All over the world, people are increasingly looking for more effective language education. In the US, for example, there are now more than 800 dual language programmes aiming to produce bilingual children with a greater social and cultural awareness. French immersion programmes in Canada have increased 21% over the last five years too. And in countries such as Germany and Spain, integrated content and language programmes are also growing as people seek better foreign language education.
In Wales, bilingualism and bi-literacy (in Welsh and English) is firmly on the education agenda too. The number of pupils choosing Welsh-medium education has seen a steady increase of 3% over the last four years. Since 1999, Welsh has also been a compulsory subject for both Welsh and English-medium learners until the age of 16. And, more recently, the Welsh government launched a new language strategy which aims to proactively develop Welsh-medium education, and ensure that by 2050 at least half of all English-medium learners leave school with the ability to speak Welsh.
English-medium schools continue to dominate in Wales, however, with 76% of learners currently studying in English. In these schools, Welsh is often taught as a subject only – as opposed to being the primary language in use across all subjects – and restricted to a handful of hours in the timetable per fortnight. As recently highlighted in my doctoral research, this lack of meaningful contact with Welsh in the classroom, coupled with Welsh second language not being a core subject, and the lack of bilingual ethos and qualified teachers in schools, has made if very difficult to deliver effective Welsh second language education in English-medium schools.
Clearly, there is a gap between policy and practice when it comes to teaching Welsh in English-medium schools. However, the country is now undergoing a curriculum reform that offers a unique opportunity to bridge this gap.
Welsh across the curriculum
Wales is one of a handful of countries currently reforming their education systems. The Welsh government’s vision is set to overhaul the whole curriculum and assessment arrangements for compulsory education in Wales by 2022.
One of the most ambitious developments within this new curriculum is the creation of a “languages, literacy and communication” area of learning and experience. The government intends to develop a single continuum for teaching and learning Welsh, with greater focus to be placed on understanding and using Welsh as a means of oral communication, rather than writing and reading skills. This will also see literacy skills in both Welsh and English become a cross-curricular responsibility.
This is an important and crucial development for English-medium schools. The Welsh government now recognises that Welsh is not just a “subject”, and that the successful acquisition of it as a second language requires it to be taught in a meaningful manner. Indeed, international research has shown that language learning is more effective when combined with content learning. However, a number of challenges must be addressed for this to work.
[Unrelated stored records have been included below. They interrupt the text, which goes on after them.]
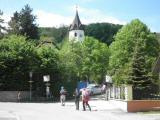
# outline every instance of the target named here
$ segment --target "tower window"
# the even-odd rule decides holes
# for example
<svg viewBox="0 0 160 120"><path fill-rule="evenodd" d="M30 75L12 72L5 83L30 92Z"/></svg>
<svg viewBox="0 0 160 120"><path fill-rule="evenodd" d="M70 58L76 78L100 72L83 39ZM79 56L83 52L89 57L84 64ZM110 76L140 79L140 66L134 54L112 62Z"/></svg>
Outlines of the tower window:
<svg viewBox="0 0 160 120"><path fill-rule="evenodd" d="M82 37L82 34L80 34L79 37Z"/></svg>
<svg viewBox="0 0 160 120"><path fill-rule="evenodd" d="M74 36L77 37L77 33L74 33Z"/></svg>

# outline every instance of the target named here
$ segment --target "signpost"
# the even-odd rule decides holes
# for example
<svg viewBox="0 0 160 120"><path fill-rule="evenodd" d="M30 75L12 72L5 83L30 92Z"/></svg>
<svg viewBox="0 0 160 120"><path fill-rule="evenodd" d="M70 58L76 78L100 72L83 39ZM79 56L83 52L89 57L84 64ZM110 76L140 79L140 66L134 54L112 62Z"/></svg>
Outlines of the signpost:
<svg viewBox="0 0 160 120"><path fill-rule="evenodd" d="M46 82L46 98L48 99L49 98L49 95L50 95L50 76L49 75L44 75L43 76L43 81Z"/></svg>
<svg viewBox="0 0 160 120"><path fill-rule="evenodd" d="M105 95L105 99L108 100L109 96L110 96L110 87L111 87L111 84L112 84L112 78L108 75L106 75L106 95Z"/></svg>
<svg viewBox="0 0 160 120"><path fill-rule="evenodd" d="M106 83L112 83L112 78L106 75Z"/></svg>
<svg viewBox="0 0 160 120"><path fill-rule="evenodd" d="M33 76L33 72L29 72L29 78L30 80L28 81L29 82L29 99L30 101L32 100L32 76Z"/></svg>

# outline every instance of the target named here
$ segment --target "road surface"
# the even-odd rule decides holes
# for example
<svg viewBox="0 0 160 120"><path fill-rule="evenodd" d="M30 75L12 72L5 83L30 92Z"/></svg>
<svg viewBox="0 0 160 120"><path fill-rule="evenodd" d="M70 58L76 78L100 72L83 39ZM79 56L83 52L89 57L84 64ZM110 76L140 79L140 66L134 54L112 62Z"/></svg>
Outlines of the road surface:
<svg viewBox="0 0 160 120"><path fill-rule="evenodd" d="M160 115L127 113L109 101L91 100L92 111L75 110L74 102L9 103L0 102L0 120L160 120Z"/></svg>

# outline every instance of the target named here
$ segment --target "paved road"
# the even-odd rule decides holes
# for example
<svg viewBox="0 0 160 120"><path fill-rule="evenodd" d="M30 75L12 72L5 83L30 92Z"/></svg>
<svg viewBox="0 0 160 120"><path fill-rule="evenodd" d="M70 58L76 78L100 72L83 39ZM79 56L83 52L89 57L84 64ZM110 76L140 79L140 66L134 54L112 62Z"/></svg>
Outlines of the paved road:
<svg viewBox="0 0 160 120"><path fill-rule="evenodd" d="M126 113L104 100L90 101L92 111L75 110L74 102L0 103L0 120L160 120L160 115Z"/></svg>

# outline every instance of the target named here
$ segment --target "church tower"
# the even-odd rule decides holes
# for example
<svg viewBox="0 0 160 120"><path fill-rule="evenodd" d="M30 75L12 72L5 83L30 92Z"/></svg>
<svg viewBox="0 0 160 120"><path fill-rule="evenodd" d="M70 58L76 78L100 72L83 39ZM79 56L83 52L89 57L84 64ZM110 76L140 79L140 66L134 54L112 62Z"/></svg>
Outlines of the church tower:
<svg viewBox="0 0 160 120"><path fill-rule="evenodd" d="M76 10L76 16L69 27L69 41L82 42L84 40L84 30L83 25L78 16L78 11Z"/></svg>

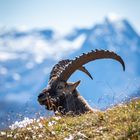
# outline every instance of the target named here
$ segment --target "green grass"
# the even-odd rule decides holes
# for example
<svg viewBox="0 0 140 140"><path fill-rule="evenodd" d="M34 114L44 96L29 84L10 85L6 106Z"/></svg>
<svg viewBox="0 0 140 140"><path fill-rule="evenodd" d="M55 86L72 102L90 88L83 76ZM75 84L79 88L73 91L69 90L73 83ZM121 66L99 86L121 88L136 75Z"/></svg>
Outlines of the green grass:
<svg viewBox="0 0 140 140"><path fill-rule="evenodd" d="M0 140L140 140L140 99L104 112L34 120L0 132Z"/></svg>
First, further investment in teacher training is needed, and teachers must also be given sufficient opportunities to take advantage of said training. The Welsh government has already made large investments in Welsh teaching and learning and to draw in new teachers, but bilingual teaching training for English-medium secondary school teachers is not currently offered.
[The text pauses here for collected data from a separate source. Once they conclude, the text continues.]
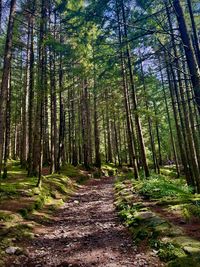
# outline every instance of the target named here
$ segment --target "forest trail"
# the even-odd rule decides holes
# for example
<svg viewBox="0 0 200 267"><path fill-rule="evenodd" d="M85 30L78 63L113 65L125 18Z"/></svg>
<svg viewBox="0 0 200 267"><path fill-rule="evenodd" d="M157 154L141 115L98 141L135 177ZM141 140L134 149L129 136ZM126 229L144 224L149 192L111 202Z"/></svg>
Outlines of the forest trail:
<svg viewBox="0 0 200 267"><path fill-rule="evenodd" d="M114 178L90 180L24 244L10 266L164 266L145 244L134 246L114 206ZM8 266L8 265L7 265Z"/></svg>

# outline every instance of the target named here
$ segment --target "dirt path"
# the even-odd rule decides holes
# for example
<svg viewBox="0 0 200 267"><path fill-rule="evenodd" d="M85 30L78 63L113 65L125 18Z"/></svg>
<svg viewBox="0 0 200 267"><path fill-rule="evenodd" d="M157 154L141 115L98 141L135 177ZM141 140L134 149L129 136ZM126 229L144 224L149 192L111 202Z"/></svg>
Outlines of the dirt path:
<svg viewBox="0 0 200 267"><path fill-rule="evenodd" d="M113 178L93 180L56 214L11 266L163 266L145 246L134 246L114 207ZM40 231L41 232L41 231Z"/></svg>

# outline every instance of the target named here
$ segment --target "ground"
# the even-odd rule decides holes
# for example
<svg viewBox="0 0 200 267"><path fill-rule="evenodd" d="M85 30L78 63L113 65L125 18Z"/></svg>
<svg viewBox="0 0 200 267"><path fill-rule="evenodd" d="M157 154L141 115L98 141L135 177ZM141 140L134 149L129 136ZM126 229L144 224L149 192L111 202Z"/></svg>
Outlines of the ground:
<svg viewBox="0 0 200 267"><path fill-rule="evenodd" d="M35 228L22 242L25 255L10 256L6 266L164 266L145 244L137 247L114 206L114 178L93 179ZM19 244L18 244L19 245Z"/></svg>
<svg viewBox="0 0 200 267"><path fill-rule="evenodd" d="M0 266L200 266L200 195L173 170L135 180L127 167L44 169L19 162L0 184Z"/></svg>

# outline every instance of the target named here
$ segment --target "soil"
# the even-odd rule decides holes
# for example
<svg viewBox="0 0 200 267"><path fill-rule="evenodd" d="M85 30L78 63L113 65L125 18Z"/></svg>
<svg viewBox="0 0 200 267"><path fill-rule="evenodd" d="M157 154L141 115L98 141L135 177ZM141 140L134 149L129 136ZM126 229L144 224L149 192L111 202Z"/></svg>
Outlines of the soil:
<svg viewBox="0 0 200 267"><path fill-rule="evenodd" d="M134 267L164 266L144 243L137 247L114 206L114 178L90 180L36 229L25 255L10 256L6 266Z"/></svg>

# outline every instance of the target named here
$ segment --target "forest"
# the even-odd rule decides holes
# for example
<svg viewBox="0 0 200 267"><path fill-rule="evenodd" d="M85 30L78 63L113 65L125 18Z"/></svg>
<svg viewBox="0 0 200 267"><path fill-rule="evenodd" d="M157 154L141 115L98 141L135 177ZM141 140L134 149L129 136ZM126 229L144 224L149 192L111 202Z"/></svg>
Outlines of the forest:
<svg viewBox="0 0 200 267"><path fill-rule="evenodd" d="M0 0L0 266L200 266L198 0Z"/></svg>

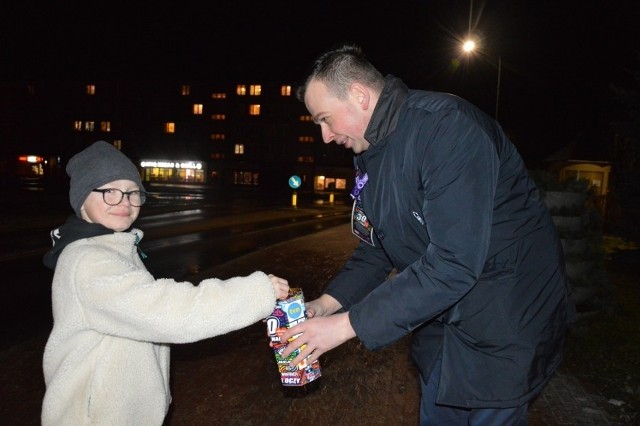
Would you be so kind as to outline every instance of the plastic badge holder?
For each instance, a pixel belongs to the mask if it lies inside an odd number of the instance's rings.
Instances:
[[[303,360],[296,367],[290,367],[289,363],[304,349],[301,348],[293,351],[288,357],[282,356],[282,351],[288,342],[282,342],[280,336],[287,328],[291,328],[296,324],[307,319],[307,311],[304,306],[304,295],[302,289],[289,289],[289,296],[285,300],[278,300],[273,313],[267,317],[267,335],[269,336],[269,346],[273,348],[280,372],[280,381],[283,386],[287,387],[307,387],[308,384],[321,376],[320,363],[315,360],[311,364],[307,360]],[[292,341],[297,336],[289,339]]]

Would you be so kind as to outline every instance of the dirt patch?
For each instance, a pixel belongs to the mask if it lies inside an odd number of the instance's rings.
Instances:
[[[347,342],[321,357],[318,389],[291,398],[262,327],[222,340],[174,349],[168,424],[418,424],[417,374],[407,341],[379,352]]]

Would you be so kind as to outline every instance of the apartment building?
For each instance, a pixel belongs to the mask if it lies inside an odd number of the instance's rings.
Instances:
[[[352,153],[323,143],[296,90],[260,80],[1,83],[0,168],[7,182],[10,164],[39,158],[34,173],[64,180],[71,155],[106,140],[150,187],[278,191],[296,175],[301,192],[346,194]]]

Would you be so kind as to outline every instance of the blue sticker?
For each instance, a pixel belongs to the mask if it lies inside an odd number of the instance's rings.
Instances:
[[[304,316],[304,309],[302,309],[302,305],[297,302],[290,304],[287,307],[287,316],[289,317],[289,320],[297,320]]]

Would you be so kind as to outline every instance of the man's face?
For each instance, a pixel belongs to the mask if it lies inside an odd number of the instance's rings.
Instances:
[[[355,154],[366,151],[369,142],[364,138],[370,119],[368,97],[361,86],[349,90],[347,99],[338,99],[321,81],[313,80],[307,86],[304,103],[320,126],[324,143],[335,142]]]

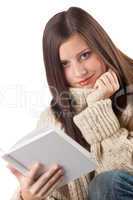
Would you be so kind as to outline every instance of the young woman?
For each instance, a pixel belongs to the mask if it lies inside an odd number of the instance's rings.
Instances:
[[[53,123],[65,130],[93,152],[97,169],[57,190],[60,163],[47,170],[35,164],[26,177],[10,167],[20,182],[13,200],[133,199],[133,60],[77,7],[48,21],[43,55],[53,98],[37,128]]]

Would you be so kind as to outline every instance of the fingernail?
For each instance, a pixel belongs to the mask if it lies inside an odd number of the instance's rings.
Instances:
[[[40,163],[39,162],[36,162],[35,164],[34,164],[34,167],[35,168],[38,168],[40,166]]]
[[[63,175],[60,177],[60,180],[61,180],[61,181],[63,181],[63,180],[64,180],[64,176],[63,176]]]
[[[59,169],[60,168],[60,166],[58,165],[58,164],[54,164],[54,169],[56,170],[56,169]]]
[[[65,172],[64,170],[61,170],[61,174],[62,174],[62,175],[64,174],[64,172]]]

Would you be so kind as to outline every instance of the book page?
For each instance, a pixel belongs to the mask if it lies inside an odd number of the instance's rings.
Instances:
[[[34,130],[32,130],[31,132],[29,132],[28,134],[26,134],[24,137],[22,137],[20,140],[18,140],[11,148],[10,150],[14,149],[14,148],[18,148],[21,145],[24,145],[25,143],[30,143],[30,141],[35,138],[35,137],[39,137],[40,134],[42,132],[47,132],[49,130],[49,126],[45,126],[41,129],[35,128]]]
[[[4,159],[23,174],[35,162],[40,162],[46,167],[58,163],[65,170],[63,184],[95,169],[91,153],[64,131],[56,128],[43,130],[41,134],[32,137],[29,143],[28,140],[24,140],[19,143],[18,148],[5,155]]]

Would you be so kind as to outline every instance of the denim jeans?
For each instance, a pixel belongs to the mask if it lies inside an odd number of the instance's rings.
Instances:
[[[114,170],[97,175],[89,184],[89,200],[133,200],[133,174]]]

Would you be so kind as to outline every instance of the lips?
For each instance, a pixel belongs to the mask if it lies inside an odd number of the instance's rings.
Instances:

This is not a simple matter of secondary teachers being able to translate their lessons into Welsh. They will need to be trained in bilingual teaching methods, for example, “trawsieithu” or translanguaging, which sees Welsh and English being alternately used in the classroom. Training in bilingual practices like this should be treated as a matter of priority if Welsh is to be gradually integrated into English-medium secondary schools.
Second, it’s crucial that Welsh is not only integrated into learning, but the ethos of every school in Wales. By normalising bilingualism, schools can strive to ensure the incidental use of Welsh by staff and students. This will be key if schools are to convince students and parents of the benefits of bilingualism.
Finally, English-medium primary and secondary schools will also need to work more closely to ensure continuity of learning Welsh. Given the shortage of teachers with expertise and confidence in teaching and assessing Welsh as a second language, particularly at the primary level, collaboration between the two sectors will be crucial. It’s also important that the hard work and momentum put in at the primary level is not lost by secondary.
The development of the new curriculum is a valuable opportunity for transforming the way in which Welsh is delivered in English-medium schools. And by giving teachers more flexibility within the new curriculum, they will be free to explore new approaches to teaching Welsh and other languages too. But English-medium schools must be fully supported in developing bilingualism and bi-literacy for their learners.
By embedding Welsh across learning, and fostering a bilingual ethos, pupils will benefit from more meaningful Welsh language learning and ultimately greater functional skills in the language. This will be crucial if Welsh is to be perceived by future learners not only as a living language in Wales, but a language for living in Wales.